Review: ‘Little Fires Everywhere’ Ignites Over Race and Class
Reese Witherspoon and Kerry Washington play moms divided by nearly everything in the Hulu mini-series. The Hulu mini-series “Little Fires Everywhere” is set in the 1990s, a fact that its script and soundtrack take great pains to remind you of: Sugar Ray and Grey Poupon, “Waterfalls” and “Before Sunrise. ” There’s even a reasonable onscreen facsimile of the New York Times lobby circa 1997. Watching it, though — three of its eight episodes appear Wednesday, followed by one each week — you’ll most likely be reminded of a more recent vocabulary.
You can almost sense the characters catching themselves just before they refer to one another’s appropriations, microaggressions and code switching. Rarely has a period piece felt this assiduously up-to-date in its racial and gender politics. Based on Celeste Ng’s best-selling 2017 novel, “Little Fires Everywhere” originated with Reese Witherspoon’s production company, Hello Sunshine. And like another Hello Sunshine project, HBO’s “Big Little Lies,” it adapts a literary page-turner by a female author into a starring vehicle for Witherspoon.

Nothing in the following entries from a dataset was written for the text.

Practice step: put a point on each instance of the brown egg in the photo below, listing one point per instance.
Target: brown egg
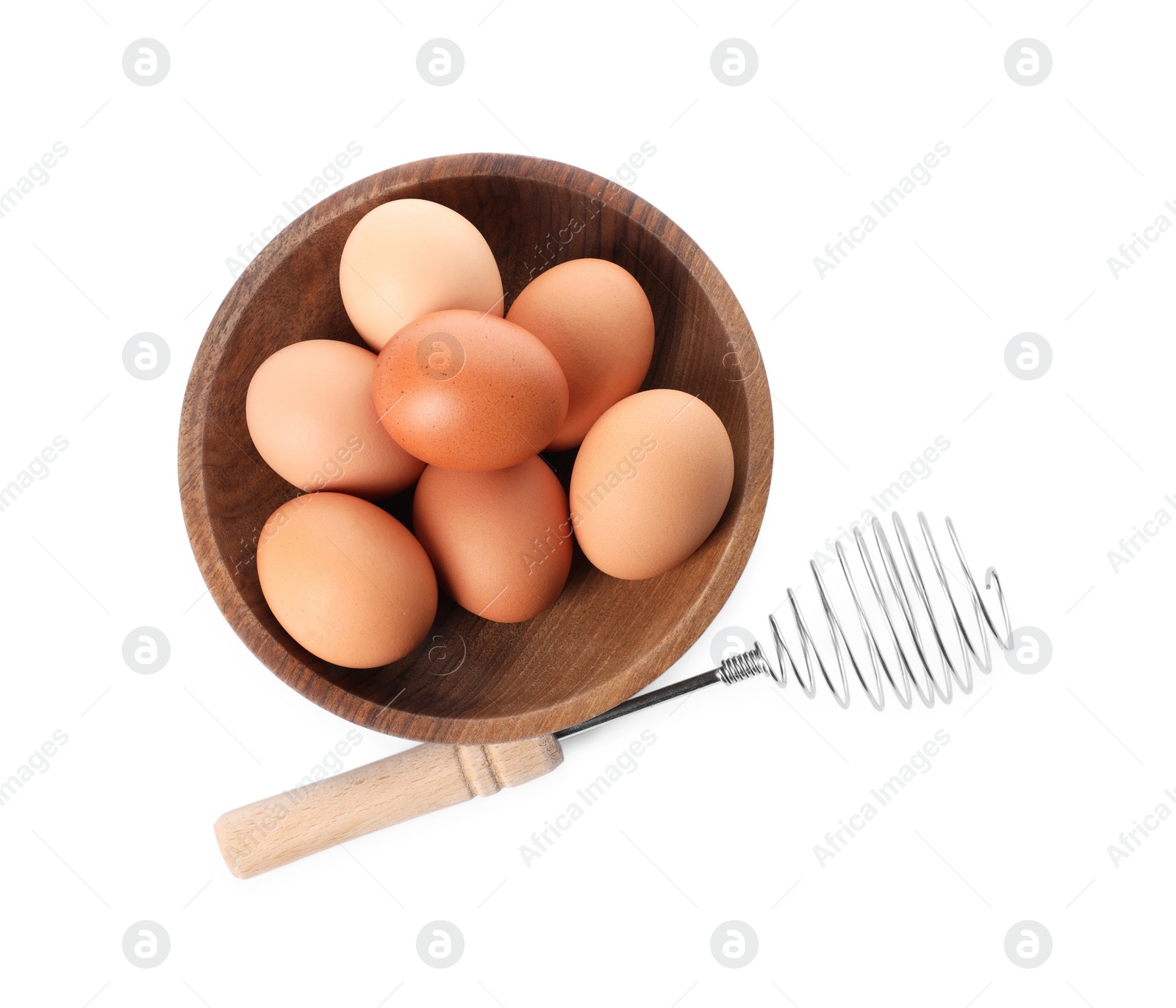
(500, 541)
(650, 482)
(468, 392)
(346, 580)
(311, 417)
(409, 258)
(595, 318)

More pertinently, it also resembles “Big Little Lies” in the way it evokes the tradition of the Hollywood — you’ll excuse the term — “women’s picture,” movies mostly made by men (Douglas Sirk, George Cukor, William Wyler) that accommodated female stars and domestic situations by wrapping them in sometimes high-pitched melodrama. And while “Little Fires,” developed by Liz Tigelaar (“Brothers and Sisters,” “Casual”), is staged and edited at a calm, even deliberate, pace, with a variety of melancholy cover versions of peppier ’90s songs, there’s no way to get around the melodramatic core of the material. (Seven episodes were available for review. ) Witherspoon plays Elena Richardson, mother of four and lawyer’s wife in the ur-suburb of Shaker Heights, Ohio.

She also works part-time at the local newspaper — her dreams of a big-city career were scuttled by motherhood — and manages a family rental property, which is how she meets Mia Warren (Kerry Washington), an art photographer, and Mia’s teenage daughter, Pearl (Lexi Underwood). Mia and Pearl are constantly on the move, migrating in their beat-up car from city to city, a lifestyle that Mia attributes to her art practice and that the even-tempered, precociously intelligent Pearl grimly tolerates. When they rent Elena’s apartment, a spark is struck — something in Mia and Pearl’s uncompromising bohemianism resonates with Elena’s submerged desire for a different life — and the do-gooder Elena impulsively offers Mia a job as “house manager” for her family, which really means cooking and cleaning.